Foram dias e noites de esbórnia extrema. Cafés da manhã demorados, almoços com amigos, amigas e agregados, outro almoço com a família que você não via desde o Natal passado, lanches e cafés da tarde que deixariam os ingleses com inveja escura da quantidade de cafeína no seu sangue... E os jantares? Ah! Os jantares. A grande maioria das confraternizações - palavrinha fila da puta! - é feita em jantares. E são várias. Algumas se chocam em data e horário e você é obrigado a frequentar pelo bom relacionamento durante todo o ano. Quem se confraternizou, muitas vezes nem sabe seu nome ou quem é você! Mas é fim de ano, tem comida e bebida de graça... Já viu, né?
Aí você passa o mês de dezembro inteiro numa maratona de ingestão de comidas de todas as procedências e bebidas idem. Ingere uma quantidade de calorias absurda, todas pesadas que, em dias normais, daria pra se alimentar um mês, e como coisas que são vistas apenas no fim de ano. E parece mágica. Assim que o dia primeiro de janeiro acaba essas coisas também somem. Os sorrisos que você recebia até do porteiro mal humorado do prédio da frente também se evaporam como as comidas, depois do primeiro dia do ano. A vida começa a entrar nos eixos de novo. A vida começa a ser dura de novo. Nessa dureza depois do primeiro dia do ano está o que há de mais drástico, dramático, odioso, depressivo, porém necessário: a academia!
Acordar na primeira segunda-feira já é suficientemente depressivo para acionar um Rivotril. Mas, cabeça boa que somos, levantamos felizes, tomamos uma caneca de café - na esperança de que ela mude seu humor - e vamos para o trabalho feliz da vida. Quer dizer, médio! Enquanto se trabalha a imagem daquele tanto de pesos e barras de ferro ficam martelando na sua cabeça, com o perdão do trocadilho. Meio-dia. Não há mais como fugir. Rumo à academia.

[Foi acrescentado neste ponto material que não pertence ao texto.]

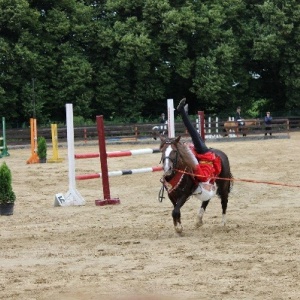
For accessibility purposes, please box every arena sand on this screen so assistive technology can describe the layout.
[0,133,300,300]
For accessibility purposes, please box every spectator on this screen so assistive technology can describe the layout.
[264,111,272,135]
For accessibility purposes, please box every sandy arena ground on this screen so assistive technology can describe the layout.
[0,133,300,300]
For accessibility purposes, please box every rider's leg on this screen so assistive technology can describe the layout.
[177,98,209,154]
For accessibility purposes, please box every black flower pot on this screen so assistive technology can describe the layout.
[0,203,15,216]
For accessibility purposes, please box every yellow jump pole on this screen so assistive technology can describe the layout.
[47,124,63,163]
[26,118,40,164]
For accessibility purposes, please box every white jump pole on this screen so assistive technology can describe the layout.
[54,103,85,206]
[168,99,175,138]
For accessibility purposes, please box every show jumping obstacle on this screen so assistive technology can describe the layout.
[26,118,40,164]
[54,104,162,206]
[47,124,63,163]
[0,117,9,158]
[75,116,162,206]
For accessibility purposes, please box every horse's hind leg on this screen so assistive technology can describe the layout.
[221,195,228,226]
[196,200,210,227]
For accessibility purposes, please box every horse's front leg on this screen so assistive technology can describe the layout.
[196,200,210,227]
[172,202,183,233]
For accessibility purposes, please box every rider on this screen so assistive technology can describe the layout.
[177,98,221,201]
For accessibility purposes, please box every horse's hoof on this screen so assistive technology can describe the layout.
[175,224,183,233]
[195,220,203,228]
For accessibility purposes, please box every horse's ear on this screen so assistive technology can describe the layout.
[175,135,181,143]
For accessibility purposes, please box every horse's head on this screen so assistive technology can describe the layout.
[160,136,181,177]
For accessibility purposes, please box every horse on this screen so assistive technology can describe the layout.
[160,136,233,233]
[223,119,259,137]
[151,121,168,140]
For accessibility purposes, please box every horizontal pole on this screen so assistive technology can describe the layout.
[76,166,163,180]
[75,148,160,159]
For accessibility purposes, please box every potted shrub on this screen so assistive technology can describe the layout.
[37,136,47,163]
[0,162,16,216]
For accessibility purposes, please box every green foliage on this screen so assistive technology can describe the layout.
[0,0,300,123]
[37,136,47,161]
[0,162,16,204]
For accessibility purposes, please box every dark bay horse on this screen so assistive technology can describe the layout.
[223,119,259,136]
[160,136,233,233]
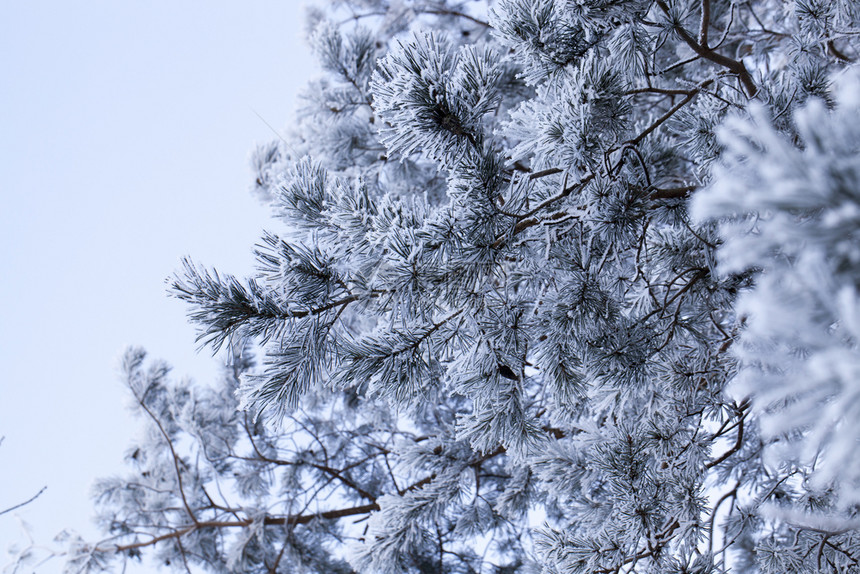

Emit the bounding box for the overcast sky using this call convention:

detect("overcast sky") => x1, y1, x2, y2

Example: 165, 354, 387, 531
0, 0, 313, 573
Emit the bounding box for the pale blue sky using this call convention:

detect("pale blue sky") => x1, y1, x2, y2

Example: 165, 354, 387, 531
0, 0, 313, 573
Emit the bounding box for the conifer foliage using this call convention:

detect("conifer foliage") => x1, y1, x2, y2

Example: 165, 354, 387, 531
30, 0, 860, 574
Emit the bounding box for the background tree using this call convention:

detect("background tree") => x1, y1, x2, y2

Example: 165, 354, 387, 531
18, 0, 860, 573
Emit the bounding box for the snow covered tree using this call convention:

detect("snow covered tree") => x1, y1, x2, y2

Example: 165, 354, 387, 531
26, 0, 860, 574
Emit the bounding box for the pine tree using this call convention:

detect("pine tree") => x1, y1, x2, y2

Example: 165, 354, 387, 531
30, 0, 860, 574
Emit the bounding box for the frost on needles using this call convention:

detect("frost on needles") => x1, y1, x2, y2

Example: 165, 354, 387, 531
18, 0, 860, 574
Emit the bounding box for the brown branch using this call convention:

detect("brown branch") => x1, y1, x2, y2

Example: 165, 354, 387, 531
656, 0, 758, 97
705, 402, 749, 469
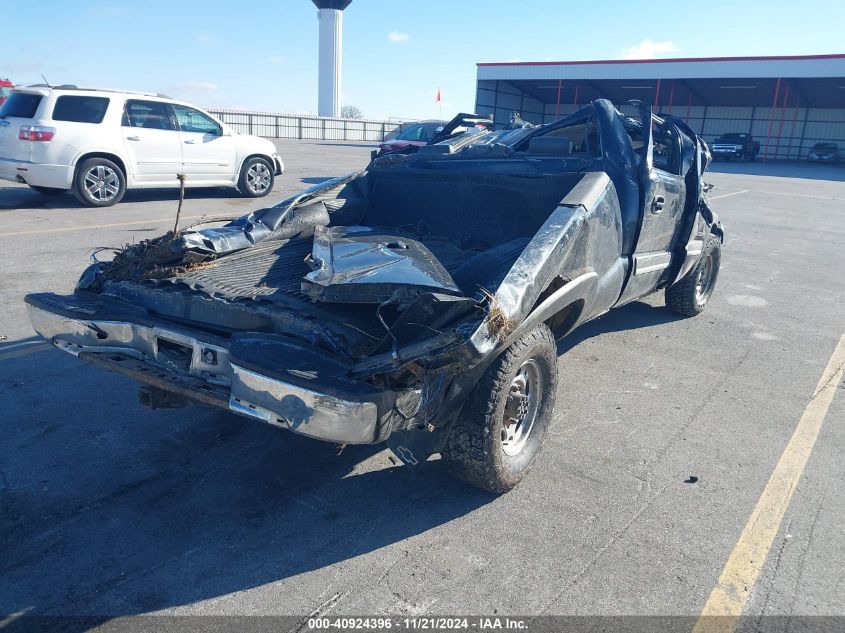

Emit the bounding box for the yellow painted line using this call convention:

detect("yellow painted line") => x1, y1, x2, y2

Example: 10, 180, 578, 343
710, 189, 748, 200
693, 334, 845, 633
0, 214, 213, 237
0, 341, 53, 360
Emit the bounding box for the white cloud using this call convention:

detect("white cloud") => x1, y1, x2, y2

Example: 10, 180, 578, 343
167, 81, 220, 94
622, 38, 678, 59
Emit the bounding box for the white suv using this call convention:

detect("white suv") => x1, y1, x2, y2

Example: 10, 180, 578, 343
0, 86, 284, 207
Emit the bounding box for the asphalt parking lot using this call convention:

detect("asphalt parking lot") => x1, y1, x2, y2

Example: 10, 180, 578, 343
0, 141, 845, 618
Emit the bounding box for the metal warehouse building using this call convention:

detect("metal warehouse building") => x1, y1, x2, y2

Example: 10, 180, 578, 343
476, 54, 845, 160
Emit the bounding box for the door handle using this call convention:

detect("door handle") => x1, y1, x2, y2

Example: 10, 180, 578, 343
651, 196, 666, 213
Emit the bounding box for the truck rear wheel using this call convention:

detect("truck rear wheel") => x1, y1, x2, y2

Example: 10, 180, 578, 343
442, 325, 557, 493
666, 235, 722, 316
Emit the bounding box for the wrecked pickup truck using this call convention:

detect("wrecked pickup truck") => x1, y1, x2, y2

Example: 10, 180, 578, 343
26, 100, 723, 492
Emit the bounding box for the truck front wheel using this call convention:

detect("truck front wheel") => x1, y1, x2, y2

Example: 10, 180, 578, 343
442, 325, 557, 493
666, 235, 722, 316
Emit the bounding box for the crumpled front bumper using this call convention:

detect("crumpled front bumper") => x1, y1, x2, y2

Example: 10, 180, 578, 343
26, 294, 384, 444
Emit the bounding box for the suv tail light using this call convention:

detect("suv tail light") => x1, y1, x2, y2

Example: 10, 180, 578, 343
18, 125, 56, 141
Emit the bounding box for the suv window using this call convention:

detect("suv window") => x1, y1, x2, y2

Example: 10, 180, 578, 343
53, 95, 109, 123
0, 92, 41, 119
173, 104, 223, 136
120, 99, 176, 130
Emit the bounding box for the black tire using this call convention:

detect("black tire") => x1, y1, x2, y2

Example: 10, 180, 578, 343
441, 325, 557, 493
71, 158, 126, 207
666, 235, 722, 316
29, 185, 67, 196
238, 156, 276, 198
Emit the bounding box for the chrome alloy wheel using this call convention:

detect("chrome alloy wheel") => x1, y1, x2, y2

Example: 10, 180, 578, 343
83, 165, 120, 202
501, 358, 543, 457
695, 253, 716, 305
246, 161, 273, 194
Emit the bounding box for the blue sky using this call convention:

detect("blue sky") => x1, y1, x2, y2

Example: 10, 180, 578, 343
0, 0, 845, 118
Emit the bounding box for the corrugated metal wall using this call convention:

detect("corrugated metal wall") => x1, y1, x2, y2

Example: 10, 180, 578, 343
476, 80, 845, 160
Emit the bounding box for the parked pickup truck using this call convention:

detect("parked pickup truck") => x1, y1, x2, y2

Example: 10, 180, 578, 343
26, 100, 723, 492
710, 132, 760, 161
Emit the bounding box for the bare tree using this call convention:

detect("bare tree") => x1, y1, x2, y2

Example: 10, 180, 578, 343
340, 105, 364, 119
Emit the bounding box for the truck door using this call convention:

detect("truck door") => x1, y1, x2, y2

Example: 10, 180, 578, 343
617, 106, 686, 305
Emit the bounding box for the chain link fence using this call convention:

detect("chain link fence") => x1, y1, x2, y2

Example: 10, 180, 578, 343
209, 110, 402, 142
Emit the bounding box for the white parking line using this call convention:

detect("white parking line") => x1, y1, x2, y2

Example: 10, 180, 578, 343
710, 189, 748, 200
0, 341, 53, 360
754, 189, 840, 200
0, 215, 214, 237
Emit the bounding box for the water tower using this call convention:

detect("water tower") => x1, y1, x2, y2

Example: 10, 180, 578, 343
311, 0, 352, 117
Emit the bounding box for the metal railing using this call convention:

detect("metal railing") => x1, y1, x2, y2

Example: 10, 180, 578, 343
209, 110, 402, 142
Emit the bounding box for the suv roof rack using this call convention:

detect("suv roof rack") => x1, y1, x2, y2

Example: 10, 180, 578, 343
26, 84, 173, 99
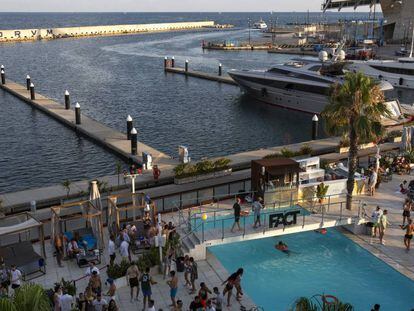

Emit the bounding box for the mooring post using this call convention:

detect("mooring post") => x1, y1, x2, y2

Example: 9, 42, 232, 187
0, 69, 6, 85
65, 90, 70, 110
75, 103, 81, 124
26, 75, 31, 91
131, 127, 138, 155
29, 83, 36, 100
127, 115, 132, 140
312, 114, 319, 140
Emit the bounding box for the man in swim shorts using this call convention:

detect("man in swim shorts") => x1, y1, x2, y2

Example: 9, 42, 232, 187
167, 271, 178, 308
275, 241, 290, 256
401, 219, 414, 251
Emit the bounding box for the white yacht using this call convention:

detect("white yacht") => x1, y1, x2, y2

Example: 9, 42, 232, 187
348, 28, 414, 89
229, 60, 401, 119
348, 57, 414, 89
253, 19, 267, 29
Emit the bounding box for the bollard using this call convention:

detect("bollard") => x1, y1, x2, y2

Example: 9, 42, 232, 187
0, 69, 6, 84
65, 90, 70, 110
75, 103, 81, 124
26, 75, 31, 91
312, 114, 319, 140
127, 115, 132, 140
29, 83, 36, 100
131, 127, 138, 155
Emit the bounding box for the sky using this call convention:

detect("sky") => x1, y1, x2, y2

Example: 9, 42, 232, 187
0, 0, 374, 12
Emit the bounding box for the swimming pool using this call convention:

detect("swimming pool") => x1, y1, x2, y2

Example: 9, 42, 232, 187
209, 230, 414, 311
191, 206, 310, 231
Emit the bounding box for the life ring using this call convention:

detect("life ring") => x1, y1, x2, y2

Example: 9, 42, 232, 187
322, 295, 339, 305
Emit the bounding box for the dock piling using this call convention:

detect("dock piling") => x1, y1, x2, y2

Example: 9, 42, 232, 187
65, 90, 70, 110
127, 115, 132, 140
75, 103, 81, 124
29, 83, 36, 100
26, 75, 31, 91
131, 127, 138, 155
0, 69, 6, 85
312, 114, 319, 140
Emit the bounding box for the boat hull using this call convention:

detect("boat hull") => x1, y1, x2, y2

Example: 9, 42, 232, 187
229, 73, 328, 114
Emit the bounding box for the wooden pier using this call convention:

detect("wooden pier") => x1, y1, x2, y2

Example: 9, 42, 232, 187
165, 67, 237, 85
0, 80, 178, 169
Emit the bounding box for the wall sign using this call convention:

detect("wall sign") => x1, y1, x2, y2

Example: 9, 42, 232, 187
269, 210, 300, 228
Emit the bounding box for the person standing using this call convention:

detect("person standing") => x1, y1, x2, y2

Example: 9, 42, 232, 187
403, 199, 411, 226
10, 265, 22, 290
379, 210, 389, 245
59, 289, 73, 311
54, 234, 63, 267
0, 263, 10, 296
92, 293, 108, 311
108, 234, 116, 266
125, 264, 139, 302
152, 165, 161, 183
167, 271, 178, 308
401, 219, 414, 251
140, 267, 157, 311
368, 169, 378, 196
119, 235, 129, 261
252, 197, 263, 229
190, 257, 198, 294
371, 206, 382, 238
213, 287, 224, 311
231, 197, 241, 233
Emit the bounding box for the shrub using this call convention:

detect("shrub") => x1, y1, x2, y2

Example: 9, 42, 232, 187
174, 158, 230, 178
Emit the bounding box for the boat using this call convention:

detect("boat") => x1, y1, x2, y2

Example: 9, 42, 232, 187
349, 29, 414, 89
228, 52, 402, 119
253, 19, 267, 29
348, 57, 414, 89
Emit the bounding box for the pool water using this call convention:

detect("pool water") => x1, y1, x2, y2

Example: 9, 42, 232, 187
209, 230, 414, 311
191, 206, 310, 231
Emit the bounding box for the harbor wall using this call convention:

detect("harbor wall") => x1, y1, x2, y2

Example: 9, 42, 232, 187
0, 21, 214, 42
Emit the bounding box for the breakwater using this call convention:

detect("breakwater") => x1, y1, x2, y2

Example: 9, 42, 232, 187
0, 21, 215, 42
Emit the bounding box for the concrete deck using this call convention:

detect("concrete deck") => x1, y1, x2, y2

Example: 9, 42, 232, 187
0, 80, 178, 170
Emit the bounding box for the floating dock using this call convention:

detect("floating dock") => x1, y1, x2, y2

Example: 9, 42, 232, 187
165, 67, 237, 85
0, 21, 215, 42
0, 80, 178, 169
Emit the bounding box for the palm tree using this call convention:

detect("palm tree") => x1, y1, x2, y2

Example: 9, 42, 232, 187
62, 179, 72, 197
322, 72, 390, 210
0, 283, 51, 311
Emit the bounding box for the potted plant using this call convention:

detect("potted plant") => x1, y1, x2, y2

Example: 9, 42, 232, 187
316, 183, 329, 204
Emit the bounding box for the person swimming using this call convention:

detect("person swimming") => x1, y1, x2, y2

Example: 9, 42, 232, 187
275, 241, 290, 256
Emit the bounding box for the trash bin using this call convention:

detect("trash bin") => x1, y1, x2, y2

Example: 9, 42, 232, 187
177, 257, 185, 272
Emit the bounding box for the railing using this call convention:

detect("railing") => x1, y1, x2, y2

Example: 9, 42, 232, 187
172, 191, 254, 231
188, 195, 363, 243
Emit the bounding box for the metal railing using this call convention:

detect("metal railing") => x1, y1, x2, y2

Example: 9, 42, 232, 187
188, 195, 363, 243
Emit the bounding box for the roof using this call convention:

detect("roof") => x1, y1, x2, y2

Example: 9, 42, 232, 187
252, 158, 302, 175
322, 0, 380, 11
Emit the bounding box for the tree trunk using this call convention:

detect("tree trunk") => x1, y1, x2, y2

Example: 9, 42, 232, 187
346, 124, 358, 210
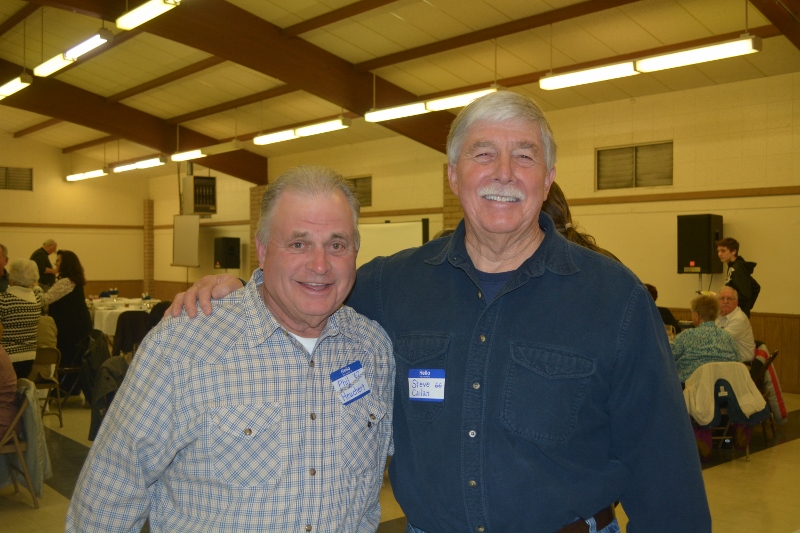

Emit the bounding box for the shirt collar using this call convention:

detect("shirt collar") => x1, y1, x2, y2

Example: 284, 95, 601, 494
425, 211, 580, 277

No caminho a gente tenta de tudo. Liga pra 200 amigos pra saber se não precisa de ajuda, procura a Associação dos Animais Abandonados pra saber se há animal a ser procurado, liga pra sua tia pra saber se ela não quer que você a acompanhe naquela costureira lá no fim do mundo... Chega-se ao matadouro! Um local com um monte de aparelhos de ferro cercados por espelhos - o que me incomoda pacas, já que desde o início de dezembro só uso o espelho do carro para pentear cabelo. Não quero ver meu corpo.
Com um sorriso descomunal e desnecessário, o personal olha pra você e, todo entusiasmado, pergunta como está. "Com ódio!", respondo. E continua: "Qual foi a última ficha que fez?". Ah... Vá se ferrar! Não sei nem quantas garrafas de vinho tomei ontem, ONTEM, e ele quer saber qual foi a última ficha que executei na semana passada, antes do Réveillon! Sem chance. Peço para ele fazer outra e parar de se fazer de feliz porque tá me irritando.
Primeiro exercício: sensação de morte súbita na segunda execução. Dou uma volta, olho as árvores através dos vidros e retorno ao sacrifício. Mais uma série é meu coração bate um "plá" com o fígado. Os dois parecem se desentender. Desisto da série e vou para o segundo exercício.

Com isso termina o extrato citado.